Bazı zamanlarda ise siyasi boşluklar iki sınıfı eşit avantajlı konuma getirir. Burjuvazi ile aramızda yenişemediğimiz bu dönemler ikili iktidar dönemleridir. Avantajlı da olsak dezavantajlı da olsak, bu durumda unutmamamız gereken şey ikili iktidar durumunun geçici olduğudur. Yani bu durumu sınıfın lehine değiştirip ikili iktidar durumunu yok etmek zorundayız.
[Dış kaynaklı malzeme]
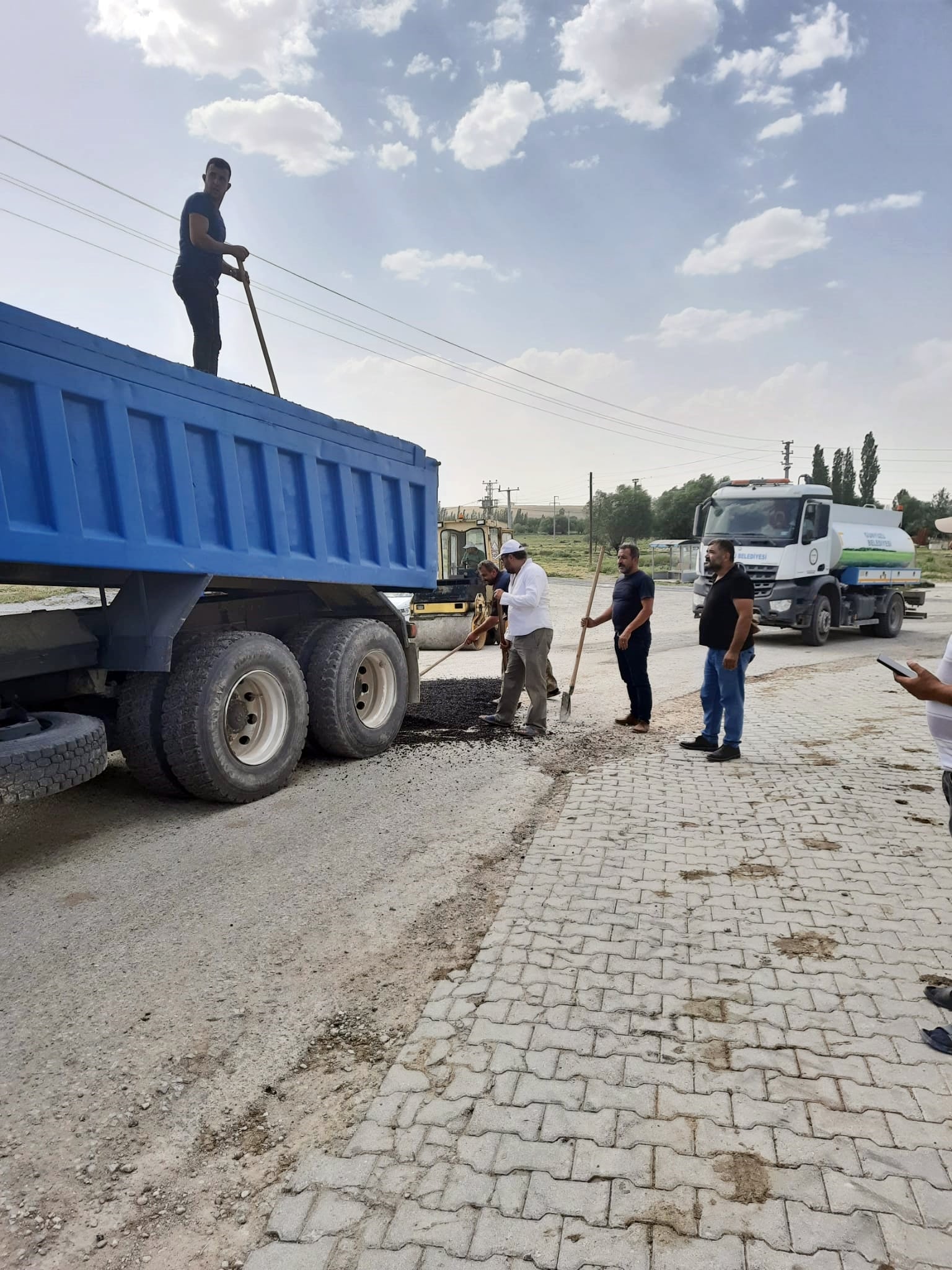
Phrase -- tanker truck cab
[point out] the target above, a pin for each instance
(816, 566)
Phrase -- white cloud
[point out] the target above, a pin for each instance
(509, 22)
(775, 94)
(813, 40)
(218, 37)
(413, 263)
(495, 123)
(708, 326)
(296, 131)
(626, 52)
(764, 241)
(404, 113)
(382, 17)
(785, 127)
(425, 65)
(818, 40)
(832, 102)
(890, 203)
(395, 155)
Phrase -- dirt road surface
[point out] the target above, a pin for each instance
(193, 992)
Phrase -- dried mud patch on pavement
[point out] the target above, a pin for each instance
(822, 948)
(747, 1174)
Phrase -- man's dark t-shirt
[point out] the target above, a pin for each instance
(193, 262)
(719, 618)
(627, 597)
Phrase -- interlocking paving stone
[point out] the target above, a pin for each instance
(690, 1039)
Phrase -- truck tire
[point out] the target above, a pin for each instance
(68, 751)
(140, 733)
(890, 621)
(235, 717)
(821, 621)
(357, 687)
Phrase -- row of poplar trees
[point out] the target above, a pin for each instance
(842, 479)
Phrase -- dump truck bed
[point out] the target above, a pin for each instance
(116, 461)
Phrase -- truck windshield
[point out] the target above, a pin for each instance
(769, 521)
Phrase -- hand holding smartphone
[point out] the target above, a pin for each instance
(896, 667)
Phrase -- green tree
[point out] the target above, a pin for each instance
(848, 479)
(624, 515)
(821, 474)
(917, 513)
(868, 469)
(674, 510)
(837, 479)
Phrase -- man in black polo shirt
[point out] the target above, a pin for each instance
(632, 605)
(726, 623)
(200, 265)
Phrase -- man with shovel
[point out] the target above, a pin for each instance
(530, 637)
(630, 611)
(201, 249)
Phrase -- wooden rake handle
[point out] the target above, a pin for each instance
(258, 327)
(588, 614)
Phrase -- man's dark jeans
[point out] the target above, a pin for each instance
(632, 667)
(200, 295)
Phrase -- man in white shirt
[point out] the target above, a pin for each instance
(530, 634)
(936, 691)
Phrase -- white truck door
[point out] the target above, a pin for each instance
(814, 543)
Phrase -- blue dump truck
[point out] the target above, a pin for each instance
(243, 548)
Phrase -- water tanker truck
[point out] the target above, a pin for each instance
(816, 566)
(243, 549)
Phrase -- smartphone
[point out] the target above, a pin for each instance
(896, 667)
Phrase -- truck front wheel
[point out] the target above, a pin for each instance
(821, 623)
(235, 717)
(357, 683)
(890, 621)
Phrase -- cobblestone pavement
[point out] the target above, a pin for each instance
(691, 1038)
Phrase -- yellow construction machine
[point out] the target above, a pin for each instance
(460, 601)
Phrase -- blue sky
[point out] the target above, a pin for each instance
(730, 215)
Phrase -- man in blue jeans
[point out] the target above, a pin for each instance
(726, 623)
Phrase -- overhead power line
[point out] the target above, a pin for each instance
(381, 313)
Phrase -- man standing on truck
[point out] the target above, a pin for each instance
(499, 579)
(630, 611)
(530, 638)
(201, 249)
(726, 623)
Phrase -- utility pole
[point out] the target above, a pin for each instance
(592, 528)
(488, 498)
(511, 491)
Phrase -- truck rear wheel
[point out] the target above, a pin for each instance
(890, 620)
(821, 623)
(140, 728)
(357, 685)
(235, 717)
(66, 751)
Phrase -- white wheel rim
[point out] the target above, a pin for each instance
(255, 719)
(375, 689)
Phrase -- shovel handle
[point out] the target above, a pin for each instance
(443, 659)
(588, 614)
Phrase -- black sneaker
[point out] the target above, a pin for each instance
(725, 755)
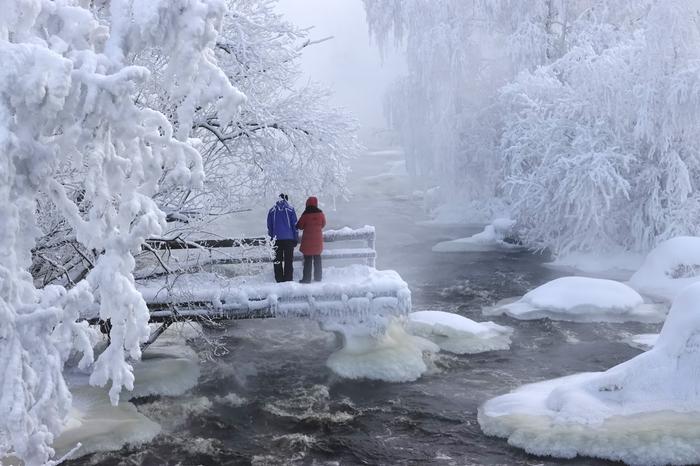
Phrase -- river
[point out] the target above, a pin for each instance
(271, 400)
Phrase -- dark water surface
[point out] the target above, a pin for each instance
(271, 400)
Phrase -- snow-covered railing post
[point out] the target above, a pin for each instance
(226, 251)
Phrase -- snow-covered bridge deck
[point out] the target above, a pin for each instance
(354, 294)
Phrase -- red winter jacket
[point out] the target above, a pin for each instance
(312, 222)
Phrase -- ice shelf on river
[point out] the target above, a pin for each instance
(492, 238)
(169, 367)
(643, 411)
(458, 334)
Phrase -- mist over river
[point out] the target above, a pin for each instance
(272, 400)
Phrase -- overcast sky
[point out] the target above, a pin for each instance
(349, 64)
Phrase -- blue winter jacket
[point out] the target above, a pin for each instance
(281, 221)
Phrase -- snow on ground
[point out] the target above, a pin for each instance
(581, 299)
(457, 334)
(168, 367)
(392, 355)
(643, 341)
(643, 411)
(614, 265)
(491, 238)
(668, 268)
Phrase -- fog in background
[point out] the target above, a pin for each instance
(349, 64)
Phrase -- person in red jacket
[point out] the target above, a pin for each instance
(312, 222)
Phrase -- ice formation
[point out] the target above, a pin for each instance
(99, 426)
(457, 334)
(493, 237)
(581, 299)
(356, 292)
(391, 355)
(643, 341)
(643, 411)
(668, 268)
(169, 366)
(72, 131)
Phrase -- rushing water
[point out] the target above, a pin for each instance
(271, 400)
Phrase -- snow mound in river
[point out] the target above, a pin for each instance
(457, 334)
(643, 411)
(668, 268)
(493, 237)
(581, 299)
(392, 355)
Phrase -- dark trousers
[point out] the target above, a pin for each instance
(318, 270)
(284, 258)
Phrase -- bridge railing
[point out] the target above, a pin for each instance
(257, 250)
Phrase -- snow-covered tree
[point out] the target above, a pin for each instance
(67, 101)
(459, 53)
(601, 145)
(288, 137)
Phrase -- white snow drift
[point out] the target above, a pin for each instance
(643, 411)
(458, 334)
(581, 299)
(668, 268)
(391, 355)
(493, 237)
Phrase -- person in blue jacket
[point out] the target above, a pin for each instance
(281, 227)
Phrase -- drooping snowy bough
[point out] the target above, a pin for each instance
(458, 334)
(67, 96)
(643, 411)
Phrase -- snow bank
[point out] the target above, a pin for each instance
(668, 268)
(493, 237)
(643, 411)
(99, 426)
(581, 299)
(392, 355)
(457, 334)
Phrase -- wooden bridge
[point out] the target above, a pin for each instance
(186, 288)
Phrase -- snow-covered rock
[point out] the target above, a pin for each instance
(581, 299)
(643, 341)
(643, 411)
(169, 366)
(457, 334)
(668, 268)
(392, 355)
(493, 237)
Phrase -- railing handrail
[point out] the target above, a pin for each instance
(366, 233)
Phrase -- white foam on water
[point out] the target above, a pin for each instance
(644, 411)
(458, 334)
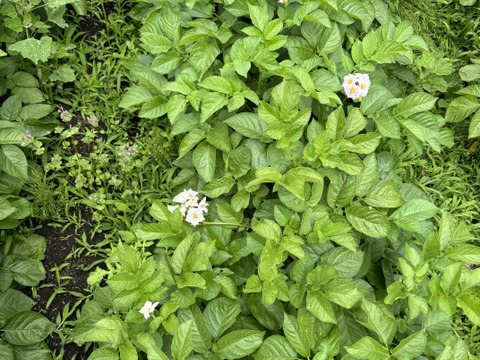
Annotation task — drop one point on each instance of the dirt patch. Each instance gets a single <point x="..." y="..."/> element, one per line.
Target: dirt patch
<point x="60" y="244"/>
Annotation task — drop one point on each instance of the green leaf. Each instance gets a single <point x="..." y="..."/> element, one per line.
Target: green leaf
<point x="217" y="83"/>
<point x="13" y="161"/>
<point x="204" y="160"/>
<point x="295" y="335"/>
<point x="368" y="348"/>
<point x="129" y="257"/>
<point x="461" y="107"/>
<point x="342" y="293"/>
<point x="470" y="72"/>
<point x="319" y="306"/>
<point x="258" y="16"/>
<point x="199" y="259"/>
<point x="6" y="209"/>
<point x="6" y="351"/>
<point x="451" y="277"/>
<point x="27" y="328"/>
<point x="35" y="50"/>
<point x="219" y="137"/>
<point x="347" y="263"/>
<point x="368" y="221"/>
<point x="415" y="103"/>
<point x="239" y="161"/>
<point x="164" y="63"/>
<point x="218" y="187"/>
<point x="190" y="141"/>
<point x="381" y="320"/>
<point x="238" y="344"/>
<point x="471" y="306"/>
<point x="276" y="347"/>
<point x="13" y="301"/>
<point x="182" y="341"/>
<point x="249" y="125"/>
<point x="203" y="54"/>
<point x="474" y="128"/>
<point x="104" y="354"/>
<point x="362" y="144"/>
<point x="411" y="347"/>
<point x="469" y="254"/>
<point x="11" y="108"/>
<point x="212" y="102"/>
<point x="384" y="195"/>
<point x="220" y="314"/>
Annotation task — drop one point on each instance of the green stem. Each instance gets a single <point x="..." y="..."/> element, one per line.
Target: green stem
<point x="219" y="223"/>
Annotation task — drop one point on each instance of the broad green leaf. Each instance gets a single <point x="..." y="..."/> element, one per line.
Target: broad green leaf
<point x="190" y="141"/>
<point x="13" y="161"/>
<point x="295" y="335"/>
<point x="6" y="351"/>
<point x="471" y="306"/>
<point x="198" y="260"/>
<point x="204" y="160"/>
<point x="26" y="328"/>
<point x="381" y="320"/>
<point x="451" y="277"/>
<point x="104" y="354"/>
<point x="469" y="254"/>
<point x="13" y="301"/>
<point x="470" y="72"/>
<point x="342" y="293"/>
<point x="368" y="221"/>
<point x="218" y="84"/>
<point x="212" y="102"/>
<point x="220" y="314"/>
<point x="238" y="344"/>
<point x="368" y="348"/>
<point x="6" y="208"/>
<point x="474" y="128"/>
<point x="319" y="306"/>
<point x="11" y="108"/>
<point x="384" y="195"/>
<point x="276" y="347"/>
<point x="249" y="125"/>
<point x="347" y="262"/>
<point x="415" y="103"/>
<point x="129" y="257"/>
<point x="411" y="347"/>
<point x="461" y="107"/>
<point x="182" y="341"/>
<point x="218" y="187"/>
<point x="33" y="49"/>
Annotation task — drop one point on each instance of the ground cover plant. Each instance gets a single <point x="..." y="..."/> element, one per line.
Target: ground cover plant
<point x="248" y="179"/>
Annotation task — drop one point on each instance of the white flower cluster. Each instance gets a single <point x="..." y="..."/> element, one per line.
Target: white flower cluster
<point x="190" y="206"/>
<point x="356" y="86"/>
<point x="148" y="308"/>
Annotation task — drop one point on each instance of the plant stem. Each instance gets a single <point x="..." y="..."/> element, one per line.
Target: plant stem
<point x="229" y="224"/>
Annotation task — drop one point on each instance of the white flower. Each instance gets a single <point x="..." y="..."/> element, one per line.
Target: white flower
<point x="172" y="208"/>
<point x="148" y="308"/>
<point x="180" y="198"/>
<point x="203" y="205"/>
<point x="187" y="197"/>
<point x="356" y="86"/>
<point x="195" y="216"/>
<point x="183" y="208"/>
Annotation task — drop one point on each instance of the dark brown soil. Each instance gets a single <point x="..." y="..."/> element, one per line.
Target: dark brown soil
<point x="60" y="244"/>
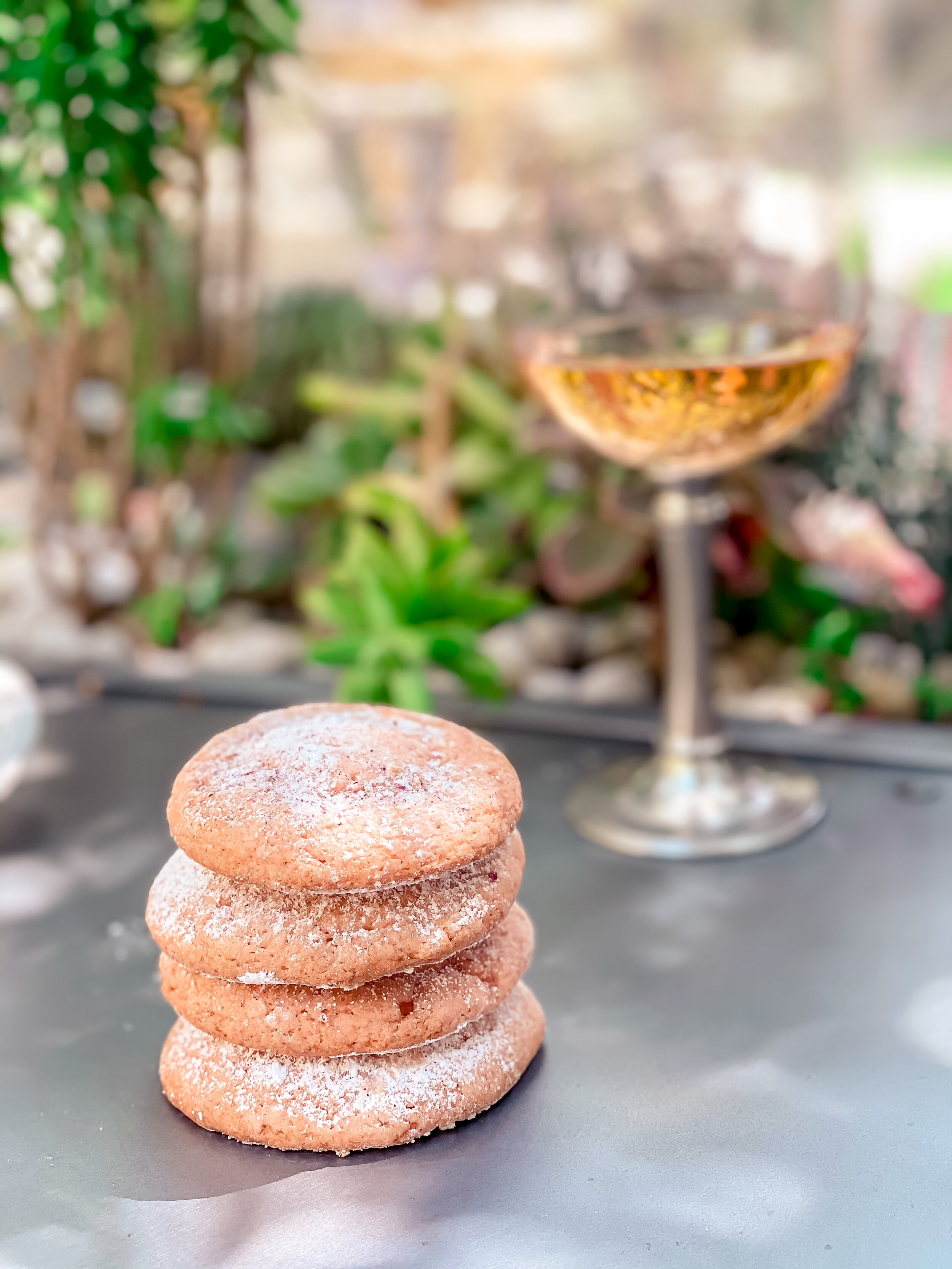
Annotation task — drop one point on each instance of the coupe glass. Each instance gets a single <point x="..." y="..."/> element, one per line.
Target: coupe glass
<point x="686" y="395"/>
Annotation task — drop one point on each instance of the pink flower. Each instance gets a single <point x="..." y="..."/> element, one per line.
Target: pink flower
<point x="850" y="533"/>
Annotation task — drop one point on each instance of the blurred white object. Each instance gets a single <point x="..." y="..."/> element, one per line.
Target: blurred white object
<point x="787" y="214"/>
<point x="554" y="635"/>
<point x="615" y="681"/>
<point x="795" y="704"/>
<point x="908" y="219"/>
<point x="508" y="648"/>
<point x="551" y="683"/>
<point x="851" y="533"/>
<point x="19" y="723"/>
<point x="112" y="576"/>
<point x="99" y="407"/>
<point x="258" y="648"/>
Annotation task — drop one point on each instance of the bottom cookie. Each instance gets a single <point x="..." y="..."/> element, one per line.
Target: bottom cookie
<point x="351" y="1103"/>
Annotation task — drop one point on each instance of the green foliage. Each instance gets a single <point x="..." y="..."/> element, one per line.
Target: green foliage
<point x="402" y="598"/>
<point x="333" y="455"/>
<point x="160" y="612"/>
<point x="935" y="698"/>
<point x="308" y="332"/>
<point x="78" y="94"/>
<point x="829" y="644"/>
<point x="217" y="45"/>
<point x="83" y="87"/>
<point x="186" y="412"/>
<point x="507" y="499"/>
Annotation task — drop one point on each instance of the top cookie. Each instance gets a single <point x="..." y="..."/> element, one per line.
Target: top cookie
<point x="343" y="797"/>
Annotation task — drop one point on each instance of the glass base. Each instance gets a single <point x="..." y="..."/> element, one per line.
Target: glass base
<point x="672" y="808"/>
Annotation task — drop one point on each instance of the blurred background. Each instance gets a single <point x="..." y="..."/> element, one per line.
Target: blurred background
<point x="261" y="273"/>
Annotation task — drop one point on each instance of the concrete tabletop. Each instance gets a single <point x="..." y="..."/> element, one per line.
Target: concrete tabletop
<point x="748" y="1063"/>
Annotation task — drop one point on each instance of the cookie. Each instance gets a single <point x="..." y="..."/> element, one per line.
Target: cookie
<point x="391" y="1013"/>
<point x="351" y="1103"/>
<point x="275" y="934"/>
<point x="343" y="797"/>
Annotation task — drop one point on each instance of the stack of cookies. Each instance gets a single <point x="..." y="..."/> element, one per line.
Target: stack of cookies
<point x="338" y="929"/>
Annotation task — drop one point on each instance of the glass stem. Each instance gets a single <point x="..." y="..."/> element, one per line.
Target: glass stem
<point x="685" y="514"/>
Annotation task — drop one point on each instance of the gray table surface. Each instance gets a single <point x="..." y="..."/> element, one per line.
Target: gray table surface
<point x="747" y="1063"/>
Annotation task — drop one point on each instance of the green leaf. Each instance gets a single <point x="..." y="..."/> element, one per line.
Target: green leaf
<point x="408" y="690"/>
<point x="162" y="612"/>
<point x="836" y="632"/>
<point x="338" y="650"/>
<point x="391" y="404"/>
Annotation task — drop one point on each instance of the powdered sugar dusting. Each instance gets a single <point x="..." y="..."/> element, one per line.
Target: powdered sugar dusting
<point x="343" y="797"/>
<point x="413" y="1090"/>
<point x="261" y="934"/>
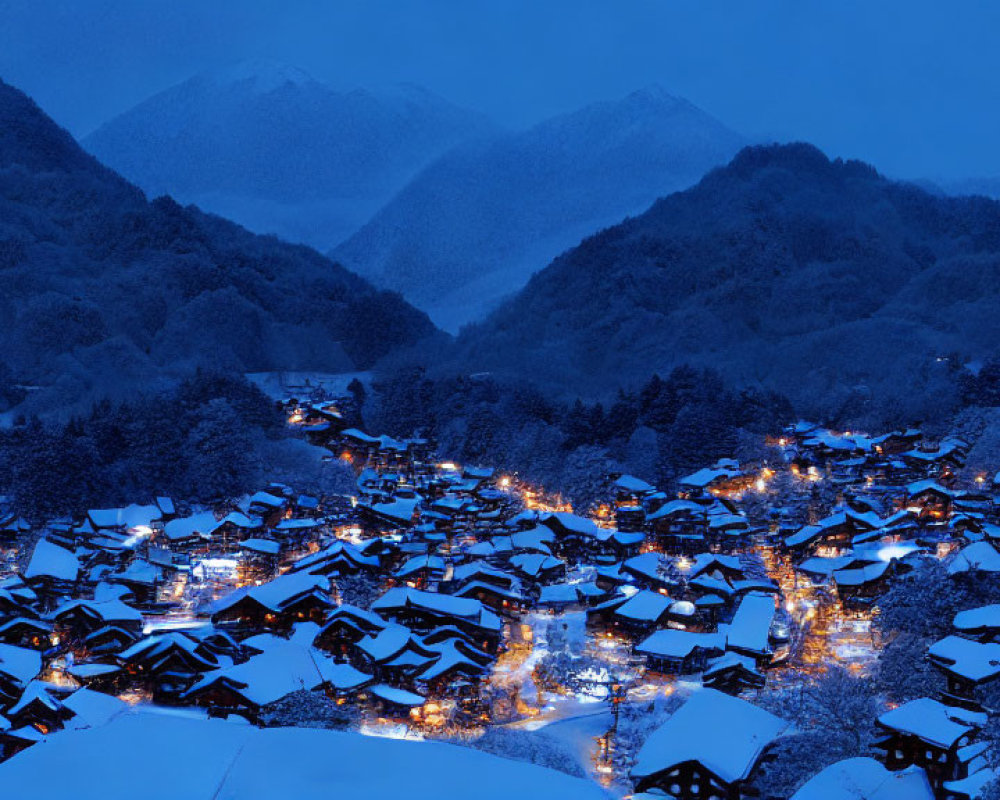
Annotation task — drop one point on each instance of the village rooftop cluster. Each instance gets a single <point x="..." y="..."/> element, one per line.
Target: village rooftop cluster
<point x="423" y="605"/>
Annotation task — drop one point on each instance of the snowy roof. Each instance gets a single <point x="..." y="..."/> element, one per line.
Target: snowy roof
<point x="128" y="517"/>
<point x="284" y="667"/>
<point x="704" y="477"/>
<point x="275" y="594"/>
<point x="724" y="734"/>
<point x="931" y="721"/>
<point x="973" y="660"/>
<point x="930" y="485"/>
<point x="400" y="509"/>
<point x="677" y="507"/>
<point x="459" y="607"/>
<point x="399" y="697"/>
<point x="644" y="606"/>
<point x="630" y="483"/>
<point x="671" y="643"/>
<point x="201" y="524"/>
<point x="751" y="624"/>
<point x="418" y="563"/>
<point x="978" y="618"/>
<point x="859" y="576"/>
<point x="981" y="556"/>
<point x="264" y="546"/>
<point x="92" y="708"/>
<point x="52" y="561"/>
<point x="534" y="563"/>
<point x="572" y="522"/>
<point x="227" y="759"/>
<point x="239" y="519"/>
<point x="865" y="779"/>
<point x="266" y="499"/>
<point x="107" y="610"/>
<point x="973" y="785"/>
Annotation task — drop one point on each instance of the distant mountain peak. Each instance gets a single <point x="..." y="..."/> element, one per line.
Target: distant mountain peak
<point x="655" y="93"/>
<point x="263" y="75"/>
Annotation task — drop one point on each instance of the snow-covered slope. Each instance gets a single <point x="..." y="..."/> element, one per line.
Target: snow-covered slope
<point x="158" y="756"/>
<point x="474" y="225"/>
<point x="280" y="152"/>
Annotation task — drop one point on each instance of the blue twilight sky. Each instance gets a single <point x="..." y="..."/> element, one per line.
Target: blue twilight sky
<point x="910" y="85"/>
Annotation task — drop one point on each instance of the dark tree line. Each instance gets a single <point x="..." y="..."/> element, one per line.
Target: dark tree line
<point x="199" y="441"/>
<point x="670" y="425"/>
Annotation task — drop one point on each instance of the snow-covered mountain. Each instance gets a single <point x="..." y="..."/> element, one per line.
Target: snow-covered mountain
<point x="474" y="225"/>
<point x="280" y="152"/>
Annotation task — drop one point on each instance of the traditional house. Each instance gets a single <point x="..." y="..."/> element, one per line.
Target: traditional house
<point x="278" y="604"/>
<point x="424" y="611"/>
<point x="967" y="665"/>
<point x="708" y="748"/>
<point x="928" y="734"/>
<point x="864" y="778"/>
<point x="749" y="632"/>
<point x="676" y="652"/>
<point x="733" y="674"/>
<point x="982" y="624"/>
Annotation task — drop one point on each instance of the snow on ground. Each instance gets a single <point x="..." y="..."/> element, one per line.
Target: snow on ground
<point x="160" y="757"/>
<point x="280" y="385"/>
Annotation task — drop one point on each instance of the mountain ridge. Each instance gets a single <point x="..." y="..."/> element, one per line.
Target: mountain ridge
<point x="279" y="151"/>
<point x="474" y="224"/>
<point x="103" y="291"/>
<point x="818" y="278"/>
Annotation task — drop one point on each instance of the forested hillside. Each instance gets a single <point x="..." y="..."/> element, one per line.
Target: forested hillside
<point x="819" y="279"/>
<point x="280" y="152"/>
<point x="102" y="291"/>
<point x="472" y="227"/>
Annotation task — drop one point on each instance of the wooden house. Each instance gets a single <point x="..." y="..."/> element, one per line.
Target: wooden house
<point x="709" y="748"/>
<point x="930" y="735"/>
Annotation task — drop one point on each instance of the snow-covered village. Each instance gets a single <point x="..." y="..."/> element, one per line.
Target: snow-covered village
<point x="818" y="614"/>
<point x="476" y="400"/>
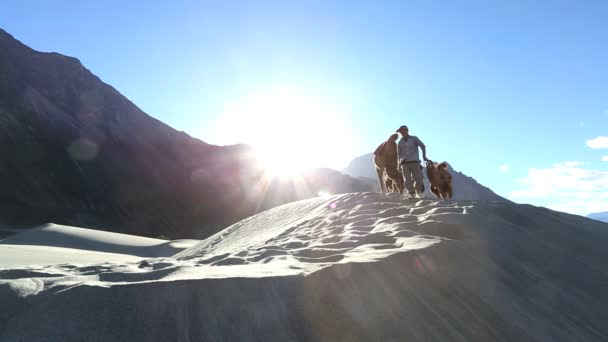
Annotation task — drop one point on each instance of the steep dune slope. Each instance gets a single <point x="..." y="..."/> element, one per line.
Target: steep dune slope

Ayrıca burjuvazinin kültürel, ideolojik, ahlaki ve örgütsel kalıntılarını da ortadan kaldırmak ve burjuvaziyi tamamen tasfiye etmek vazgeçilmez bir konudur.
Son olarak devrim avantajlı konuma geçse ve başarılı olsa dahi, ulusal sınırlarına kapandığında; içerde çürüme ve emperyalizmin saldırganlıkları tehlikeleriyle yüzleşmek durumunda kalıyor. Kendini, en başından itibaren dünya devrimci hareketinin bir müfrezesi ve devrimini dünya devriminin bir parçası olarak örgütlemeyen her hareket yenilginin sınırlarında yaşayacaktır.
Bunlar tarihten ve öncüllerimizin mücadelesinden süzdüğümüz şeyler olarak, kolay olmayan ama unutulmaması ve örgütlenmesi gereken durumlar.
Evet henüz varmak istediğimiz yere örgütlenme düzeyi olarak uzağız ama kötü gittiğimiz de söylenemez. Ve süreklilik içinde kesikliklerle ilerleyen zamanın neresinde olduğumuz da güzel bir tartışma konusu.